Mexican Chicken Sauce and Italian Sausages to go.
This one is very adaptable can be had with tacos, enchiladas or even on hamburger buns like a Mexican Sloppy Joe .One crock pot ,2 chicken breast skinless/boneless ,1 big jar of mild sauce ,1/2 of white onion,2 plum tomatoes, it actually doesn’t need them but I wanted to clean out the fridge ,dash of chili powder ,juice of 1 lemon and anything else is optional and up to your taste buds. In at 11pm and by 2 am the house had the aroma of Pancho Villa`s kitchen. Finish by shreddeding it with a fork for a pot full of several meals; it can also be canned by adding more sauce to the jars so it won’t dry out. I like Italian dishes also and mainly subs so I also made a sweet sausage sauce for sub sandwiches, pizza or over pasta.
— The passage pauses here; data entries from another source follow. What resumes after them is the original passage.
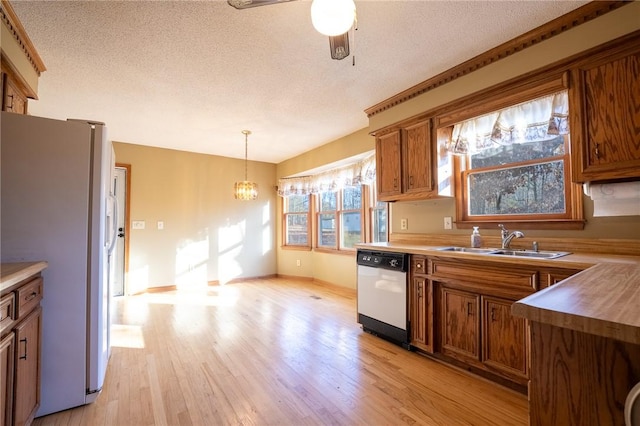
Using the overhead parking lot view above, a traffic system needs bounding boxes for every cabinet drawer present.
[0,292,16,335]
[430,259,538,292]
[16,278,43,319]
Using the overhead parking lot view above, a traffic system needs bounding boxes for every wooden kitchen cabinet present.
[482,296,528,381]
[12,307,41,426]
[375,119,434,202]
[409,256,433,353]
[0,266,44,426]
[570,38,640,182]
[429,257,536,387]
[1,73,28,114]
[376,130,402,199]
[440,287,480,362]
[1,331,15,426]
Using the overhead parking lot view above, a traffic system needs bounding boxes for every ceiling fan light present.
[311,0,356,37]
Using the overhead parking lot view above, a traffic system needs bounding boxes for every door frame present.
[115,163,131,295]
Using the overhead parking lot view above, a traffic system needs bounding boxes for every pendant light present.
[311,0,356,36]
[234,130,258,200]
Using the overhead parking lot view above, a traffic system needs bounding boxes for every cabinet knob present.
[416,263,422,269]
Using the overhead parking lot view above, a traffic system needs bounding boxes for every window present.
[317,186,363,250]
[283,194,310,247]
[445,90,583,229]
[369,185,388,243]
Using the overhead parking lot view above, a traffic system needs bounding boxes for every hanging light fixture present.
[311,0,356,36]
[234,130,258,200]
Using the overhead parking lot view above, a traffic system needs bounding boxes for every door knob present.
[118,232,125,238]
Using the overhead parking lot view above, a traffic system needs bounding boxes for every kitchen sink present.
[489,249,571,259]
[436,246,570,259]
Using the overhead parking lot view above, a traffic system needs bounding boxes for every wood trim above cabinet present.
[364,1,630,118]
[0,0,47,77]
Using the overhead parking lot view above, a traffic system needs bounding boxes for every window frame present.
[281,194,312,250]
[436,74,584,230]
[315,186,365,253]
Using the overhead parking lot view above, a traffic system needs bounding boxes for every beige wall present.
[275,129,375,289]
[274,5,640,290]
[114,142,277,293]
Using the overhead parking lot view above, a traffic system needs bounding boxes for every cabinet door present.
[1,332,15,426]
[410,276,433,353]
[440,287,479,362]
[402,120,432,194]
[571,48,640,181]
[482,296,528,381]
[2,76,27,114]
[13,307,41,426]
[376,130,402,199]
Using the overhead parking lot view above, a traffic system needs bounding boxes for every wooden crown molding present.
[363,1,629,118]
[0,0,46,75]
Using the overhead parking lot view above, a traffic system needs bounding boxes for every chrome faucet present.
[498,224,524,249]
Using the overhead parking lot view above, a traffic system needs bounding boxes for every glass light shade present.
[234,181,258,200]
[311,0,356,36]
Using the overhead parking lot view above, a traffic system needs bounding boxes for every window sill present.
[281,245,312,251]
[456,219,586,231]
[314,247,358,256]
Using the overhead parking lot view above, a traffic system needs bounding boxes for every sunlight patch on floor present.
[111,323,145,348]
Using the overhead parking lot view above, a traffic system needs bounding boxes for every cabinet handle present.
[409,175,414,187]
[25,291,38,302]
[594,143,600,159]
[467,302,473,316]
[19,337,28,360]
[490,307,496,322]
[393,178,398,189]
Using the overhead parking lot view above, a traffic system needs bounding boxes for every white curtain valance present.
[277,152,376,197]
[448,91,569,155]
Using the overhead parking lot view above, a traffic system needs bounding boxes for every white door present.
[112,167,127,296]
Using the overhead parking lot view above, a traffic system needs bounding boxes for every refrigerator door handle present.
[106,194,118,254]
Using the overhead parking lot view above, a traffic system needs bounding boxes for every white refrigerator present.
[1,112,116,416]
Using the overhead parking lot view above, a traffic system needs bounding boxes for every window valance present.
[447,91,569,155]
[277,152,376,197]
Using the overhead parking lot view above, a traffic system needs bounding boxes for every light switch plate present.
[132,220,145,230]
[444,217,452,230]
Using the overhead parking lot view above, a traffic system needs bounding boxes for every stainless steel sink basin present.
[436,246,499,254]
[488,249,571,259]
[436,246,570,259]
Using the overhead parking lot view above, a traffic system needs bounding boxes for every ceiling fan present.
[227,0,356,61]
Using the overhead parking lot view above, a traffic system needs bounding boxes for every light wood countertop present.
[357,242,640,344]
[1,261,48,294]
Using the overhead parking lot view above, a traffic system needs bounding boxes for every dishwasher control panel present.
[357,250,408,272]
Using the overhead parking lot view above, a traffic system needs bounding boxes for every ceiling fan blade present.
[227,0,298,10]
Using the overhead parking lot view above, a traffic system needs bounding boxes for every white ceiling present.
[11,0,588,164]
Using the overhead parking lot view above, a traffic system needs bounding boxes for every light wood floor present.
[32,277,528,425]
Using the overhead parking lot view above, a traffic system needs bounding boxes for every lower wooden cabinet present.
[0,268,44,426]
[482,296,528,380]
[409,256,434,353]
[12,307,41,426]
[1,332,15,426]
[440,287,480,362]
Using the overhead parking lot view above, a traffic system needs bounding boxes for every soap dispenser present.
[471,227,482,248]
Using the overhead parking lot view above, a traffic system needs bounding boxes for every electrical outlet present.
[157,221,164,230]
[132,220,145,230]
[296,259,301,267]
[444,217,452,230]
[400,218,408,230]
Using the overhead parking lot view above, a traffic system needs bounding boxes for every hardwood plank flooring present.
[32,277,528,425]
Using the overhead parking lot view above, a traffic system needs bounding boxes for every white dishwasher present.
[357,250,409,348]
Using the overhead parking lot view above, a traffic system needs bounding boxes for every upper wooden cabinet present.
[570,39,640,182]
[376,130,402,199]
[0,1,47,114]
[375,119,434,202]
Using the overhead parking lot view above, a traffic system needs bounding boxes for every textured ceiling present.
[11,0,588,164]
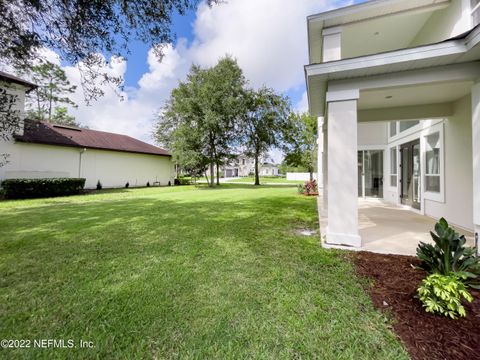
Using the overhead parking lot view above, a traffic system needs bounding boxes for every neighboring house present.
[0,72,174,189]
[305,0,480,248]
[258,161,279,176]
[221,154,279,177]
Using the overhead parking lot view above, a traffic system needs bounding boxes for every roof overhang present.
[305,25,480,117]
[0,71,37,92]
[307,0,451,64]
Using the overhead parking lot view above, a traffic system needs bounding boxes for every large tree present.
[282,112,318,181]
[50,107,81,127]
[0,0,219,102]
[0,86,22,167]
[23,61,77,122]
[155,57,246,186]
[240,87,290,185]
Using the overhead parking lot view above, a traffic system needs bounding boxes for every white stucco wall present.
[424,95,473,230]
[286,172,318,181]
[0,141,174,189]
[358,122,388,146]
[410,0,472,47]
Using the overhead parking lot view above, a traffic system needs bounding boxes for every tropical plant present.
[304,180,318,195]
[416,218,480,288]
[297,180,318,196]
[417,273,473,319]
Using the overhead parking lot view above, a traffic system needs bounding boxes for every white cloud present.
[47,0,350,145]
[295,91,309,113]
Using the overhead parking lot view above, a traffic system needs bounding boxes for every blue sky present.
[122,9,198,89]
[52,0,364,162]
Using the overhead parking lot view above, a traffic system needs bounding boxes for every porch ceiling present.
[358,80,473,110]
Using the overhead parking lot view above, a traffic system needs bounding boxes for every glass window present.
[389,121,397,137]
[399,120,419,132]
[390,147,397,187]
[425,132,441,193]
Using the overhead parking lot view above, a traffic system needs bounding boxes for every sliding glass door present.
[358,150,384,198]
[400,139,421,210]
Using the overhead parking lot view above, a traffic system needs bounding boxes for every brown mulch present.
[351,251,480,360]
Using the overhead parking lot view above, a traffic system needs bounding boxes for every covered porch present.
[315,61,480,254]
[318,196,475,256]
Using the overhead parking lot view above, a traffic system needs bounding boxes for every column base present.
[326,230,361,248]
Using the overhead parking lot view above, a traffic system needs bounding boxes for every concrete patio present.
[318,197,475,256]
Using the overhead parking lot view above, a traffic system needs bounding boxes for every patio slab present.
[318,196,475,256]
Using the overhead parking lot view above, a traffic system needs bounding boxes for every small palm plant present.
[416,218,480,288]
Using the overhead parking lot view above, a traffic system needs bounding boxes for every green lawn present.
[225,176,304,184]
[0,185,407,359]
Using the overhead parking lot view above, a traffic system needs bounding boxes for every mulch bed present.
[352,251,480,360]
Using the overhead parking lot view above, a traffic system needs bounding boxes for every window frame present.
[422,124,445,203]
[388,146,398,190]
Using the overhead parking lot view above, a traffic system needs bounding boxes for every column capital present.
[322,26,342,36]
[326,89,359,103]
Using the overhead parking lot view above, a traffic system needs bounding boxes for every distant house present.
[221,154,279,177]
[0,71,174,189]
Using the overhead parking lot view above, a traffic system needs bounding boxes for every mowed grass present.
[0,185,408,359]
[225,176,304,184]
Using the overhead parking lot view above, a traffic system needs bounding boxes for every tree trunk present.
[204,171,210,186]
[309,170,314,182]
[209,160,215,187]
[48,82,53,121]
[216,160,220,186]
[254,154,260,186]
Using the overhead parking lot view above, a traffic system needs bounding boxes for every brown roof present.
[0,71,37,90]
[15,120,171,157]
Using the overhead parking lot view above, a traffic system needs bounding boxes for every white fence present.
[286,172,318,181]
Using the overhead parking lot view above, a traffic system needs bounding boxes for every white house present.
[0,71,174,189]
[305,0,480,250]
[221,154,279,177]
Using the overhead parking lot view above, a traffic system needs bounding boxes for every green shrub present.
[416,218,480,288]
[417,273,473,319]
[297,180,317,196]
[1,178,86,199]
[96,180,102,190]
[297,183,305,194]
[175,177,191,185]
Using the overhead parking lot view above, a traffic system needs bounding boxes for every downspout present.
[78,148,86,177]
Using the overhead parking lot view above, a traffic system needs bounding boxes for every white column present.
[321,119,328,216]
[326,95,361,247]
[472,81,480,255]
[322,27,342,62]
[317,116,324,188]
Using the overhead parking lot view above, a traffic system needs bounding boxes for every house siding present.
[0,141,174,189]
[424,95,473,230]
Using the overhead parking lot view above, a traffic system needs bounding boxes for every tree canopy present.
[155,57,246,186]
[240,87,290,185]
[0,0,218,101]
[282,112,318,180]
[23,61,77,123]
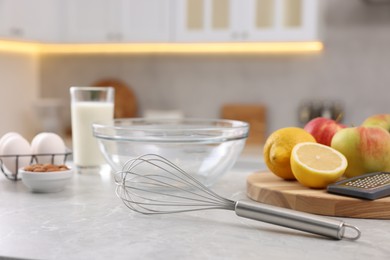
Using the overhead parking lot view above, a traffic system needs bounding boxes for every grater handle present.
[235,200,361,240]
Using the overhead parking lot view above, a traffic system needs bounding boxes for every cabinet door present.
[174,0,236,42]
[281,0,319,41]
[174,0,319,42]
[121,0,171,42]
[64,0,122,43]
[247,0,319,42]
[0,0,61,42]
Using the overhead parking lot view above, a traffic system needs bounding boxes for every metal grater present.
[327,172,390,200]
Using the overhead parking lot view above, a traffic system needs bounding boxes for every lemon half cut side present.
[291,142,348,188]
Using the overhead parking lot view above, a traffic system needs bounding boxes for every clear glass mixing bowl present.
[92,118,249,186]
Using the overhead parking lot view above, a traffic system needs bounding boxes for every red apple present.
[304,117,346,146]
[362,114,390,132]
[331,126,390,177]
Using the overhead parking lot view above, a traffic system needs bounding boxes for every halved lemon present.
[290,142,348,188]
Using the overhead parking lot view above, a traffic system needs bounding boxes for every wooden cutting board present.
[247,171,390,219]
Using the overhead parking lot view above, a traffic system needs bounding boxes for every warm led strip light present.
[0,40,323,54]
[0,40,40,53]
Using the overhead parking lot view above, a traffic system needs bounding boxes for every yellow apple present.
[331,126,390,177]
[362,114,390,132]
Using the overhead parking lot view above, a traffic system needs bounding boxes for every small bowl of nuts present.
[20,164,73,193]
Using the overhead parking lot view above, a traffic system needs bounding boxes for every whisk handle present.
[235,200,360,240]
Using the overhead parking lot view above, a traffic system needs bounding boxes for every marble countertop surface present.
[1,153,390,260]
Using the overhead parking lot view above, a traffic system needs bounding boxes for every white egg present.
[31,132,66,165]
[0,134,32,174]
[0,132,22,173]
[0,132,22,149]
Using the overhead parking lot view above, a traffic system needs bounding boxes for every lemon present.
[263,127,316,180]
[291,142,348,188]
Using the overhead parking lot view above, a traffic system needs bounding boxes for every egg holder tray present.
[0,151,72,181]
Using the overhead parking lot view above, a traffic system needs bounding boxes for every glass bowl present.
[92,118,249,186]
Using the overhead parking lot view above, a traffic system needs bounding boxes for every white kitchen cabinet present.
[0,0,61,42]
[64,0,172,43]
[174,0,319,42]
[63,0,122,43]
[121,0,171,42]
[0,0,319,45]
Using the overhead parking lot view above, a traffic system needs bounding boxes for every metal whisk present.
[114,154,361,240]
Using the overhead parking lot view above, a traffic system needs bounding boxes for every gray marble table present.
[0,154,389,260]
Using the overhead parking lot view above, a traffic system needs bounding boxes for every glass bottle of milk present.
[70,87,114,173]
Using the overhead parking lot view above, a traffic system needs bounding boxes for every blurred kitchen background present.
[0,0,389,146]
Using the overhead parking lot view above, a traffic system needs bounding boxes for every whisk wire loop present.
[114,154,235,214]
[121,173,227,206]
[122,154,229,203]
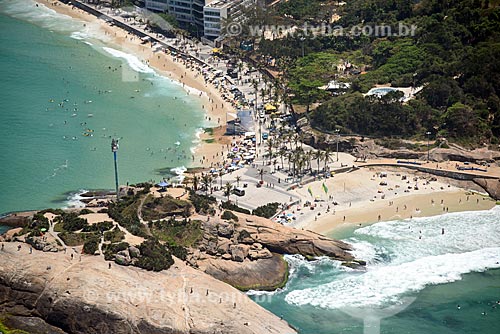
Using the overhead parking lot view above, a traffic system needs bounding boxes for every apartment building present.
[144,0,255,40]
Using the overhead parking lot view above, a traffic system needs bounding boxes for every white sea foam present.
[285,247,500,309]
[63,189,89,209]
[285,206,500,309]
[170,166,187,184]
[1,0,84,32]
[102,47,156,74]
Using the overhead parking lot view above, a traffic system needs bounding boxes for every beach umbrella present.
[40,228,47,232]
[157,181,170,188]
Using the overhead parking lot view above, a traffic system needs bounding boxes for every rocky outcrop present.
[196,212,358,291]
[474,178,500,200]
[200,253,288,291]
[0,211,33,228]
[0,242,296,334]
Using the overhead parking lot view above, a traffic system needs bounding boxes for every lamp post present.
[426,131,431,162]
[111,138,120,200]
[300,37,305,57]
[335,129,340,162]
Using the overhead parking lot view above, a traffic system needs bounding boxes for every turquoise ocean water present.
[1,2,500,333]
[0,0,205,215]
[250,207,500,333]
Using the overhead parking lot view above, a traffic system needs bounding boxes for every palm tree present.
[323,148,333,171]
[314,150,323,174]
[305,150,313,172]
[224,182,233,202]
[265,138,274,163]
[279,147,287,170]
[201,174,212,195]
[192,174,199,191]
[235,176,242,187]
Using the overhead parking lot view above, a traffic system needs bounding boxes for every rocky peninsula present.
[0,184,357,333]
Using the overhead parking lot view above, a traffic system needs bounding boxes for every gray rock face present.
[248,248,273,260]
[128,246,141,258]
[115,250,132,265]
[217,222,234,238]
[230,244,250,262]
[0,243,297,334]
[25,236,62,253]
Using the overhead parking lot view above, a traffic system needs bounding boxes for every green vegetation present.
[104,226,126,243]
[81,221,114,233]
[107,193,149,237]
[136,239,174,272]
[189,190,217,214]
[221,210,239,222]
[54,212,89,232]
[82,236,100,255]
[102,242,130,261]
[235,0,500,145]
[253,202,281,218]
[79,208,94,215]
[221,201,251,214]
[59,231,99,247]
[141,194,192,221]
[149,218,203,247]
[0,319,29,334]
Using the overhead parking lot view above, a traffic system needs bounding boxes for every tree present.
[224,182,233,202]
[201,174,212,195]
[235,176,242,188]
[323,148,333,170]
[192,174,199,191]
[314,150,323,174]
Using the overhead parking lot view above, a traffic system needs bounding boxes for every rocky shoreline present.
[0,243,297,334]
[0,190,358,333]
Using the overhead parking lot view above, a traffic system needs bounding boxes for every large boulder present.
[216,238,232,255]
[217,222,234,238]
[229,244,250,262]
[128,246,140,258]
[248,248,272,260]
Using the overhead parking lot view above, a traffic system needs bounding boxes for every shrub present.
[221,210,239,222]
[136,239,174,271]
[59,212,89,232]
[189,190,216,214]
[104,226,126,243]
[81,221,114,233]
[83,237,100,255]
[59,231,99,246]
[102,242,130,261]
[253,202,280,218]
[79,209,94,215]
[169,243,188,260]
[221,201,251,214]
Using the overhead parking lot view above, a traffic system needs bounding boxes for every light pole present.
[300,37,305,57]
[426,131,431,162]
[335,129,340,162]
[111,138,120,200]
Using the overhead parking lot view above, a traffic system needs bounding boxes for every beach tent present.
[157,181,170,189]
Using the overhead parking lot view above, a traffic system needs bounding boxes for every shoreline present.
[34,0,231,170]
[286,167,497,236]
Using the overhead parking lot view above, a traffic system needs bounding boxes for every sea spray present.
[284,206,500,309]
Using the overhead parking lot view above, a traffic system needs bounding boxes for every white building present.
[144,0,255,40]
[203,0,254,40]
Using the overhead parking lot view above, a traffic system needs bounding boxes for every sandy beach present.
[35,0,231,168]
[287,167,496,235]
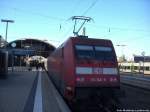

I took 8 sweet Italian sausages (chop), 1/2 of a white onion chop in small chunks ,14oz can of Italian style chop tomatoes, ½ of a small can of tomato paste ,2 tbsps of dry Italian mix herbs ,dash of red pepper flakes ,salt to taste and a cup of red wine if you like ,I like..If you want to cut back in fat boil the sausages first, then cooked them in a little oil with the onions and herbs and red pepper then add the tomato and paste, to make the sauce thicker just eliminate some of the juice from the tomato can ,cook till the sauce is full of flavor ,or by just adding your favorite pasta sauce you eliminate all the work for a quick readytogo meal This one can also be canned for a mre type of meal ,which is what I do to save time and for emergencies ,I always top of the jars with a little olive oil in all this types of sauces. It can also be cook in the crock pot.
Enjoy.


----------